Note that if you move a plotline, you need to leave any foreshadowing where it is. This is then subject to one of three fates:

  • Absorbed into the preceding plotline;
  • Absorbed into the following plotline;
  • Becoming part of a new adventure that has no other purpose than delivery of that foreshadowing element.

It’s also important to keep an eye on any sandboxing violations that result from these rearrangements, and fix those as necessary.,

Collate & Compact

The final step in the development process is to write up a synopsis of the whole – a single paragraph that outlines the major overall story. This is absolutely critical, because even if individual adventures go off the rails or out the window, even if you end up improvising most of the campaign, so long as whatever you run is covered by this blanket synopsis, the overall campaign is still in good shape, and not meandering and floundering.
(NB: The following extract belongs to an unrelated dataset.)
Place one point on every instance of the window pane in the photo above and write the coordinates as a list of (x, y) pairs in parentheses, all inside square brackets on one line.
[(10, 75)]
According to some people, I’ve been blessed with the ability to keep one eye on the shape of the forest while using the other to examine and shape a single tree, up close and personal. Whether that’s true or not, having this guideline to help remind you of the intended shape of the forest should help steer you in the right direction even when you get lost in the pruning of individual trees.

With the overall plotline mapped out like a paint-by-numbers illustration, it is then time to move on to putting the broad swathes of color onto the campaign canvas – and that’ something that I’ll deal with in part 5 of this series, Surrounds.